Fig. 1. (a) Importance of the holoenzyme to the functions of CK2 (PDB: 1JWH). The catalytic α subunits are shown in grey and green, the regulatory β subunits in yellow and pink. The binding site on CK2α for inhibitors of the PPI is shown on the right. (b) A comparison of the peptides developed prior to this work (Pc and TAT-Pc),, and the lead peptide CAM7117 developed in this work.

Fig. 2. Sequence of the portion of CK2β binding to CK2α, Pc peptide and structure of the constrained peptides reported in this work with calculated enthalpic values of binding and percentage of CK2β-like probe displacement. NA = not measured. A detailed table with the structures of all the peptides presented in this work is provided in the ESI (Table S2†). Pc, P1, and P1-Cn (where n = 1–5) peptides feature an amide at the C-terminus and an acetyl cap at the N-terminus. All the amino acids are the l isomers.

Fig. 3. Crystallographic structures of conformationally constrained peptides. (a) P1-C4 (green, PDB: ; 6Q38) and residues 186-193 of CK2β (yellow, PDB: ; 4NH1 (ref. 44)) in complex with CK2α. The image is shown as a cross-section of the interface site. (b) A comparison of the binding mode of the two different linkers in Pc (cyan, PDB: ; 4IB5 (ref. 34)) and P1-C4 (green). (c) Difference in the distance between the α-carbons of the amino acids involved in the constraint in Pc (cyan) and P1-C4 (green). (d) Crystallographic structure of P1-C4 (green) binding at the interface site. The image is shown as a cross-section of the interface site. (e) Crystallographic structure of P2-C4 (cyan, PDB: ; 6Q4Q) binding at the interface site. Stacking of the Trp residue with the constraint is highlighted in red. The image is shown as a cross-section of the interface site. (f) Comparison of the binding mode of P1-C4 (green) and P2-C4 (cyan) bound to the interface site.

Fig. 4. In vitro assessment of P1-C4 and P2-C4. (a) ITC binding curves of P1-C4 and P2-C4. A schematic representation of the peptide association with CK2α (green) is shown on the top of the ITC curves. (b) Ability of P2-C4 to cause inhibition of the association of the CK2α/CK2β-like holoenzyme using CK2α (green) and CK2β-RAD (pink and blue). (c) Ability of P2-C4 to cause inhibition of the catalytic activity of CK2α (green) towards a CK2β-dependent substrate eIF2β by P2-C4. Starting CK2 holoenzyme is shown in green and pink; peptide is shown as spheres.

Fig. 5. Structures of the multi-functionalised peptides.

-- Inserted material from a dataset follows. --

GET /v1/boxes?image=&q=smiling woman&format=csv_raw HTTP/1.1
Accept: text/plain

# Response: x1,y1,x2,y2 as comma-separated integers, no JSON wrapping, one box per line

The peptides are constrained with a multifunctional linker containing a linkage core that locks the peptide in its binding conformation and enhances stability to proteases (pink), a spacer to avoid steric clashes (blue), a protease-resistant poly(d)arginine tag to gain cellular permeability (green) and a fluorescent tag to monitor intracellular localisation (yellow).

Fig. 6. Biological evaluation of CAM7117 and its analogues in cancer cells. (a) Cellular uptake in U2OS cell line for P2-F2C4 and P2-F3C4. Cell nuclei are stained with Hoechst 33342 stain (blue). (b) GI₅₀ curves of the antiproliferative activity of CAM7117 (solid and dashed blue lines) and CX4945 (solid and dashed black line) in U2OS and HCT116 cells. (c) Immunofluorescence experiments in the presence of FITC-labelled peptide P2-F2C4 (green), stained with antibodies against markers of different organelles (all in red): EEA1 (early endosome), Rab7 (late endosome), LAMP1 (lysosomes), ZFLP1 (cis Golgi), TGN46 (trans Golgi) and calnexin (endoplasmic reticulum). Details of antibodies are found in Table S11. Nuclei are stained with Hoechst 33342 (blue). (d) Change in intracellular localisation of CK2β (red) following treatment with CAM7117 (30 μM) for 15 and 120 minutes. Nuclei are stained with Hoechst 33342 (blue).